GitHub Actions alternative: .github/workflows/supervisor-report-scan.yml runs the same 0 7 * * 1 schedule.


Assignment recompute drain

Endpoint: POST /v1/drain-assignment-recompute Secret variable: RECERTIFICATION_SCAN_SECRET (reuses the same secret) Recommended cadence: Every 5 minutes (*/5 * * * *)

Drains the assignment_recompute_queue table, which is populated by a database trigger whenever a user's profile attributes (activity, plant, line, workstation) change. The drain calls recomputeAssignmentsForUser for each queued entry and assigns any matching onboarding campaigns.

Recompute is additive and idempotent - it never deletes or supersedes existing assignments.

You can also trigger recompute synchronously on a per-user basis through the POST /v1/apply-onboarding-rules route (user-authenticated, admin-initiated).


Document-processing queue drain

Endpoint: POST /v1/process-document-queue Secret variable: RECERTIFICATION_SCAN_SECRET (reuses the same secret) Recommended cadence: Every 1 minute (*/1 * * * *) or via Cloud Tasks (see below)

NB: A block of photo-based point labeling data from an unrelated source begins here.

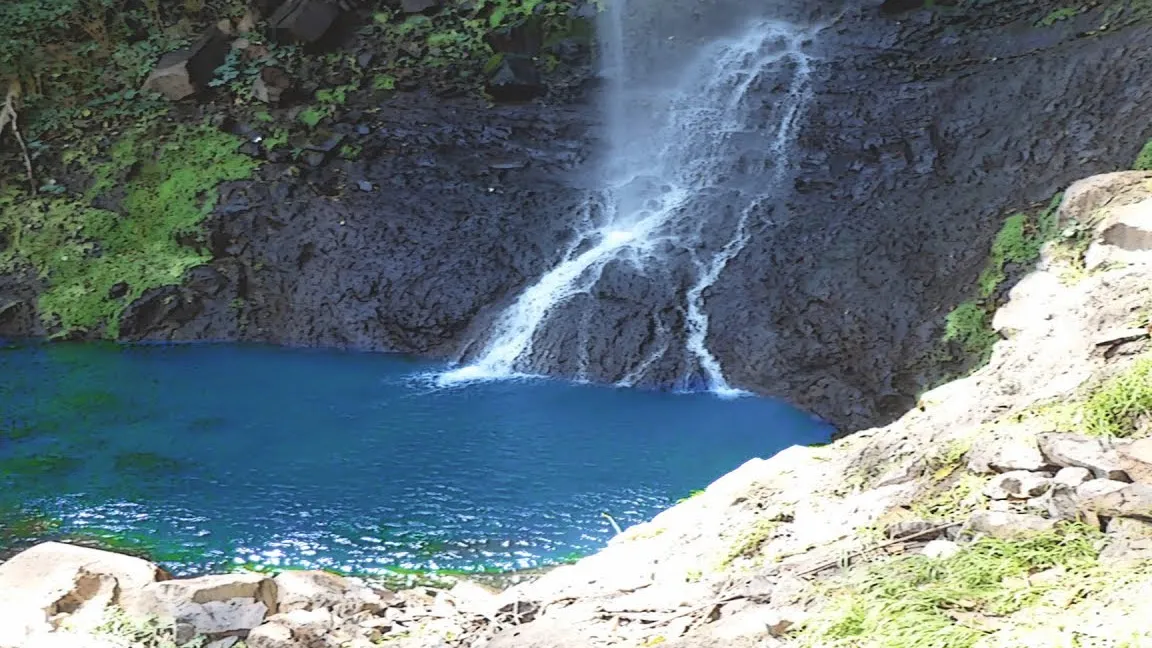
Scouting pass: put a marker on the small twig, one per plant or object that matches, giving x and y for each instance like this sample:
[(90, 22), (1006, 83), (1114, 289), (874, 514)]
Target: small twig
[(848, 558), (8, 118), (613, 522)]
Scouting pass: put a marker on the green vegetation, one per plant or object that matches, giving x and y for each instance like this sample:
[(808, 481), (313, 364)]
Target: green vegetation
[(950, 499), (144, 633), (919, 602), (1018, 242), (1144, 159), (970, 325), (1058, 15), (1122, 405), (941, 464), (748, 543), (97, 262)]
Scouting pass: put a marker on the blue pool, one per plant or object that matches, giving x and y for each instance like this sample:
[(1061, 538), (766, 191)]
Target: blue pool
[(209, 457)]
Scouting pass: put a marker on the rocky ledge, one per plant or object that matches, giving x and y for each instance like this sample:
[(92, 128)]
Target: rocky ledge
[(1003, 499)]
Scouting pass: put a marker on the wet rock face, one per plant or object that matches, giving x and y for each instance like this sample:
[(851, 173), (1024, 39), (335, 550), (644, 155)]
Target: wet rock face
[(924, 129)]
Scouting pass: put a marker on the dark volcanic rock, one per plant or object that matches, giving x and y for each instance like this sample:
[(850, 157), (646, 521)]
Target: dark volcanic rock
[(925, 129), (516, 78), (186, 72), (408, 266), (304, 20)]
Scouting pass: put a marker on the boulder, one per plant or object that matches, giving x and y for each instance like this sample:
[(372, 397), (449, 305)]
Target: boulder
[(475, 598), (1091, 490), (1136, 460), (1130, 500), (270, 635), (211, 605), (1094, 453), (315, 589), (1071, 476), (186, 72), (1017, 484), (1129, 542), (516, 78), (1059, 503), (307, 628), (940, 549), (1007, 526), (1123, 236), (1012, 449), (50, 582), (303, 20)]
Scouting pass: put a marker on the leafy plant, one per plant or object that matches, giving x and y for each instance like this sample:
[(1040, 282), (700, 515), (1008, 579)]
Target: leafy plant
[(97, 262), (143, 633), (1122, 405), (921, 602), (312, 117), (1017, 242), (1056, 15), (1144, 159)]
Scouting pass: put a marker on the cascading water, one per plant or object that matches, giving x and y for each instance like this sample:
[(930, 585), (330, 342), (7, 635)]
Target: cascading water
[(668, 147)]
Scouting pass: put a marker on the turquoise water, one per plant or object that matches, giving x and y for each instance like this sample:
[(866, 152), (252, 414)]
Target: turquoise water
[(206, 457)]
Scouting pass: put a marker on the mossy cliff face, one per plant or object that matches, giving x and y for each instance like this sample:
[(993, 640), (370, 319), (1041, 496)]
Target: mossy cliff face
[(93, 262), (401, 213)]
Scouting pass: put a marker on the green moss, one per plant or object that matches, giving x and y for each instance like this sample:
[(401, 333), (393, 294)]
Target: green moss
[(970, 325), (124, 630), (1058, 15), (1122, 405), (911, 602), (1144, 159), (749, 542), (950, 499), (97, 262), (1018, 242)]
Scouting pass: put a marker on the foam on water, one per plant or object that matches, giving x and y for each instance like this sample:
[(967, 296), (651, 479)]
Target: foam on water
[(210, 456), (656, 172)]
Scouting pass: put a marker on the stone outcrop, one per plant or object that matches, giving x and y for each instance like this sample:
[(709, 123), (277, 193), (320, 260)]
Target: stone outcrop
[(745, 562), (907, 164), (50, 584), (183, 73)]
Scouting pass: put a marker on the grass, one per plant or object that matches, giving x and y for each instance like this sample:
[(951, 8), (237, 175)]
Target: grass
[(950, 499), (748, 543), (690, 495), (1122, 405), (1056, 15), (1144, 159), (97, 262), (130, 632), (944, 461), (919, 602)]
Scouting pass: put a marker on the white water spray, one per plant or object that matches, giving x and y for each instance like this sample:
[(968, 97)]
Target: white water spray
[(680, 147)]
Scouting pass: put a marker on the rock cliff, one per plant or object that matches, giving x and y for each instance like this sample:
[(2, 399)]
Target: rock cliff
[(1002, 500), (927, 126)]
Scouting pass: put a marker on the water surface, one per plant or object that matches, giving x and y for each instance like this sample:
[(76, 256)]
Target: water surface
[(214, 456)]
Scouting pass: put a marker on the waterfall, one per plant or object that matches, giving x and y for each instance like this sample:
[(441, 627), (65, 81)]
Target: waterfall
[(667, 145)]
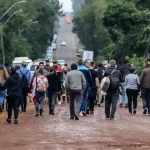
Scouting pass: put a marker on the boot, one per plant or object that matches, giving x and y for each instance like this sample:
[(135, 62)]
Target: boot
[(41, 111)]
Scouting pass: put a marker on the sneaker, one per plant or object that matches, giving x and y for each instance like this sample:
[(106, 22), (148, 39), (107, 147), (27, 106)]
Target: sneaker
[(76, 117), (59, 102), (8, 120), (87, 111), (81, 114), (1, 109), (15, 121), (121, 105), (107, 118), (91, 112), (112, 118), (145, 111), (134, 112), (84, 114), (37, 114)]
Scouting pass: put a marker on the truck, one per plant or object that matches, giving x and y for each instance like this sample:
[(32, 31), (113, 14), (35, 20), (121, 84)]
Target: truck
[(18, 61), (87, 55)]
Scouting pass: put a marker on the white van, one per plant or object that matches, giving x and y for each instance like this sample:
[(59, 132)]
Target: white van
[(18, 61)]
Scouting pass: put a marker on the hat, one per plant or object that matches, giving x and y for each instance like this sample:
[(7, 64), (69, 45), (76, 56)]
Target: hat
[(24, 63), (112, 62)]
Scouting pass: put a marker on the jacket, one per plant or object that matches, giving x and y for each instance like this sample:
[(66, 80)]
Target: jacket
[(36, 73), (145, 78), (13, 85), (87, 75), (24, 70), (54, 83), (3, 73), (75, 80)]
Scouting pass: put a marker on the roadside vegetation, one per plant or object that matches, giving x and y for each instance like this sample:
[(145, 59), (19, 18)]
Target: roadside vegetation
[(30, 32)]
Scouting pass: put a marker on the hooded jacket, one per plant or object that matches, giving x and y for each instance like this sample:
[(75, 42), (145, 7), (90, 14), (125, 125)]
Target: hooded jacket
[(54, 83), (13, 85)]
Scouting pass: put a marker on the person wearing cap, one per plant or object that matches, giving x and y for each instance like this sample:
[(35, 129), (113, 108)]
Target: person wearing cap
[(41, 66), (132, 83), (112, 94), (145, 89), (47, 66), (25, 76)]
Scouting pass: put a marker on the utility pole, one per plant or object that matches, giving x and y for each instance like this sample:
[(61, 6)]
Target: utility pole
[(2, 43)]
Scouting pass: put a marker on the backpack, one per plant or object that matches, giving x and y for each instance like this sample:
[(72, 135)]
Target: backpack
[(24, 80), (99, 73), (41, 85), (114, 80), (125, 73)]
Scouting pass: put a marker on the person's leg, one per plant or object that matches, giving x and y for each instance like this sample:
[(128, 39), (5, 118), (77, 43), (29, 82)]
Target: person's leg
[(10, 105), (135, 95), (114, 101), (145, 100), (84, 101), (71, 104), (129, 95), (108, 100), (54, 96), (42, 99)]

Drains the RAG indexing queue by processing documents in pending status. Only relevant when DOCUMENT_PROCESSING_MODE=worker. See Document processing for the full explanation of modes.

Cloud Scheduler setup (for worker mode):

gcloud scheduler jobs create http better-comply-doc-queue \
--schedule="*/1 * * * *" \
--uri="https://<cloud-run-url>/v1/process-document-queue" \
--http-method=POST \
--headers="x-internal-secret=<secret>,content-type=application/json" \
--time-zone=UTC \
--message-body='{}'

Document-conversion cleanup

Endpoint: POST /v1/cleanup-document-conversions Secret variable: RECERTIFICATION_SCAN_SECRET (reuses the same secret) Recommended cadence: Daily (0 2 * * *)

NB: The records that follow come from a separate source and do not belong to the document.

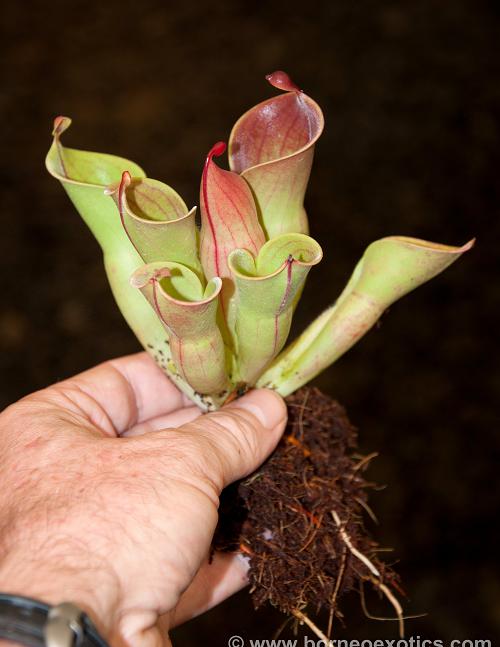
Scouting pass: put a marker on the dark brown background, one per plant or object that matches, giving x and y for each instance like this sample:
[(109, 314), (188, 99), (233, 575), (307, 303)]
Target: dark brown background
[(411, 95)]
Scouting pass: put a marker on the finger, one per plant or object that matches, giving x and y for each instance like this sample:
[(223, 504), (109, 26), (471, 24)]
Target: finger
[(214, 583), (123, 392), (242, 434), (174, 419)]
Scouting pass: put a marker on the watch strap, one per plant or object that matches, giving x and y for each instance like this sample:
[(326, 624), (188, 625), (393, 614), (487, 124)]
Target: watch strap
[(36, 624)]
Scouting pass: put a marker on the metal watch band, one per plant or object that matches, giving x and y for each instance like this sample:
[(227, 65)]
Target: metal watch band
[(36, 624)]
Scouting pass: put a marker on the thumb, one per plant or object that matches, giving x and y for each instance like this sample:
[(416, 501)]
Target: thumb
[(242, 434)]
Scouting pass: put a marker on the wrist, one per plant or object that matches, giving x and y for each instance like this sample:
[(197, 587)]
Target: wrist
[(60, 575)]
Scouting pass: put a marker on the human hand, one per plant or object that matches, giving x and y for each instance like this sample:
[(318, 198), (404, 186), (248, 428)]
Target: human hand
[(109, 486)]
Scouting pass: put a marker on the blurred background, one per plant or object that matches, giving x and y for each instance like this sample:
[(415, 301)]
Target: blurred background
[(411, 98)]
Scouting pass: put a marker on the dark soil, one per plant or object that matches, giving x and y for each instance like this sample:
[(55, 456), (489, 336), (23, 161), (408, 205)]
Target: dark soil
[(300, 517)]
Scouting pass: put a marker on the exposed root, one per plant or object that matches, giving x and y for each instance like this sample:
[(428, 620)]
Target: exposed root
[(316, 630), (354, 550), (299, 518)]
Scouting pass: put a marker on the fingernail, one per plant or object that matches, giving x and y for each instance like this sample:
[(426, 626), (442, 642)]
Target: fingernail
[(266, 405)]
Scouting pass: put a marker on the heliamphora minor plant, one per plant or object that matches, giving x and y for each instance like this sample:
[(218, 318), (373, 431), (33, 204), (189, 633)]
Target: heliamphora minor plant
[(214, 307)]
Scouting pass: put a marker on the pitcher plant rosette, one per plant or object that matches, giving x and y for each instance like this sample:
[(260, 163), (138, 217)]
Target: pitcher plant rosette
[(214, 306)]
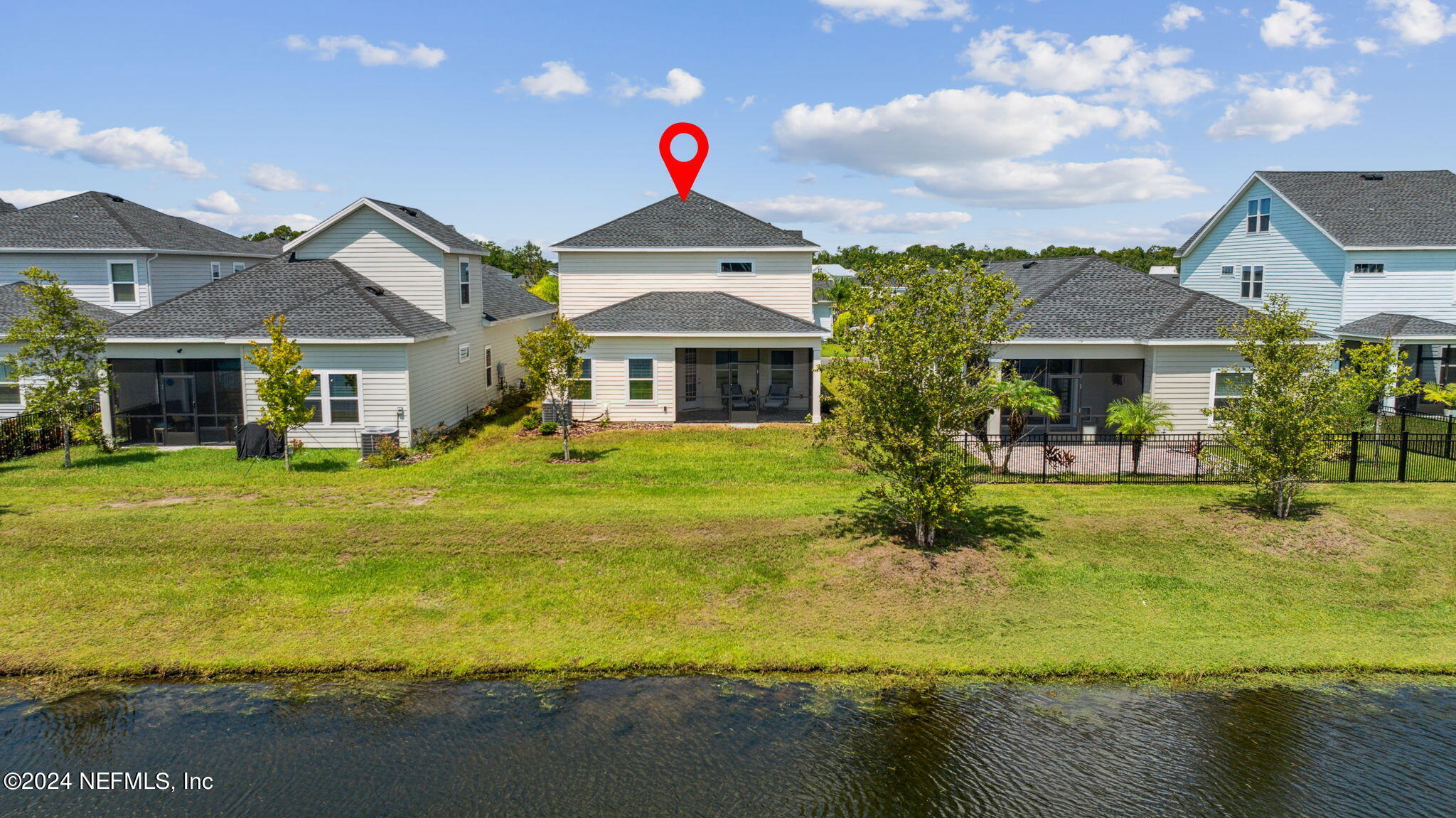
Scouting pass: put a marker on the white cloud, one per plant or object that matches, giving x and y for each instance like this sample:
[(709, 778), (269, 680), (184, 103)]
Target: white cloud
[(219, 201), (1178, 16), (1115, 66), (851, 216), (965, 143), (1293, 22), (130, 149), (418, 55), (897, 12), (247, 222), (1307, 101), (274, 178), (21, 197), (1417, 22), (560, 79), (680, 89)]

Removes orphaned staging blobs from the knowledge-documents bucket:

  • conversions/<id>/... - extracted images from a conversion job that was never committed.
  • imports/<uuid>.<ext> - source binaries staged by the import page but abandoned (tab-close, etc.).

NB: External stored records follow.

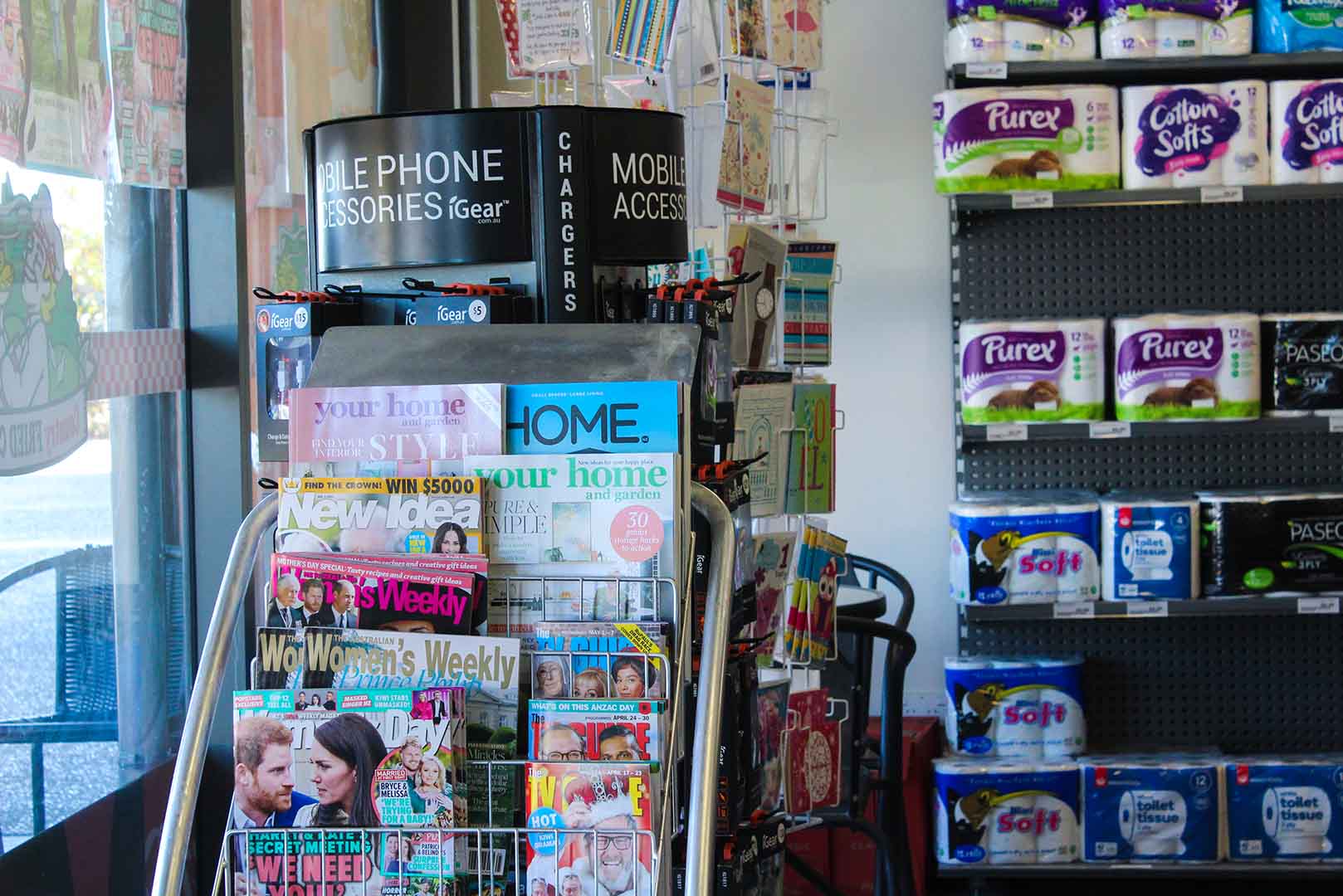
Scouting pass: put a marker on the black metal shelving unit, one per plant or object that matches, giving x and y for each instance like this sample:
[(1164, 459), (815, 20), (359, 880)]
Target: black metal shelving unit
[(1256, 674)]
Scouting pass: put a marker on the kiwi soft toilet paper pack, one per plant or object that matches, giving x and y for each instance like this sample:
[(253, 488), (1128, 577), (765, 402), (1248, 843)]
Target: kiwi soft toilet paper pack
[(1284, 807), (1012, 32), (1151, 807), (1014, 709), (1197, 134), (1188, 367), (1307, 132), (1006, 813), (1004, 139), (1171, 28)]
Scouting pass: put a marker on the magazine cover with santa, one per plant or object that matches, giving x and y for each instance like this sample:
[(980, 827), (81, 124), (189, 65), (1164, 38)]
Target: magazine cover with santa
[(597, 826)]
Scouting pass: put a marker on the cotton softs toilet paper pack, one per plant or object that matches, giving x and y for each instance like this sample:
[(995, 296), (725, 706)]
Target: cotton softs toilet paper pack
[(1188, 367), (1032, 371), (1284, 807), (1151, 807), (1150, 547), (1025, 548), (1307, 132), (1303, 364), (1016, 32), (1056, 139), (1297, 26), (1271, 543), (1195, 134), (1014, 709), (1143, 30), (1006, 813)]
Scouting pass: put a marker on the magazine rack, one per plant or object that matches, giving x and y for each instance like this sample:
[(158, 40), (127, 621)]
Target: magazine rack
[(386, 356)]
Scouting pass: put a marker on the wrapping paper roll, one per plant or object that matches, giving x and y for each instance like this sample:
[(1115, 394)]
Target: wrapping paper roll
[(1184, 367), (1150, 547)]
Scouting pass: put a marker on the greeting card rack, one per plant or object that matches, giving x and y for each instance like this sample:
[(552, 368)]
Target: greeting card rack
[(520, 353)]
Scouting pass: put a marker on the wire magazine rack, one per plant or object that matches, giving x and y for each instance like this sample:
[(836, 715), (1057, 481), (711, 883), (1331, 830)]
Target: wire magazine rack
[(481, 852)]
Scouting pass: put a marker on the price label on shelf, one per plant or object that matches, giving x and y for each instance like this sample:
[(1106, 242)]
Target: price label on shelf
[(1209, 195), (1033, 201), (1145, 610), (1111, 430), (988, 71), (1006, 431), (1316, 606)]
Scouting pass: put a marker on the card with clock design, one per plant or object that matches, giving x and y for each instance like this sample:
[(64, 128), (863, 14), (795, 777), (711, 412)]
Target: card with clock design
[(758, 304), (745, 163)]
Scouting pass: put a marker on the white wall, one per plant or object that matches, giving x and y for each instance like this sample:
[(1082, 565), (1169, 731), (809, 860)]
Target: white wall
[(882, 63)]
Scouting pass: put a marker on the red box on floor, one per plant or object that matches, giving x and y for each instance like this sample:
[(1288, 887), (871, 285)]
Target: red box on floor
[(813, 846)]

The default retention is 24 hours (olderThanHours=24). A beforeunload browser cleanup is not reliable for async storage deletes, so this cron is the durable garbage collector.

gcloud scheduler jobs create http better-comply-doc-cleanup \
--schedule="0 2 * * *" \
--uri="https://<cloud-run-url>/v1/cleanup-document-conversions" \
--http-method=POST \
--headers="x-internal-secret=<secret>,content-type=application/json" \
--time-zone=UTC \
--message-body='{}'

Summary table

EndpointSecret variableRecommended cadencePurpose
/v1/recertification-scanRECERTIFICATION_SCAN_SECRETDaily 0 6 * * *Re-enrol overdue learners, send reminders
/v1/supervisor-report-scanSUPERVISOR_REPORT_SCAN_SECRETMondays 0 7 * * 1Weekly team digest email to supervisors
/v1/drain-assignment-recomputeRECERTIFICATION_SCAN_SECRETEvery 5 min */5 * * * *Drain attribute-change assignment queue
/v1/process-document-queueRECERTIFICATION_SCAN_SECRETEvery 1 min */1 * * * *RAG indexing drain (worker mode only)
/v1/cleanup-document-conversionsRECERTIFICATION_SCAN_SECRETDaily 0 2 * * *Remove orphaned staging blobs

Secret rotation

  1. Add a new secret version in Secret Manager.
  2. Redeploy the Cloud Run service.
  3. Update each Cloud Scheduler job to pass the new header value.
  4. Verify the next scheduled run succeeds before deleting the old secret version.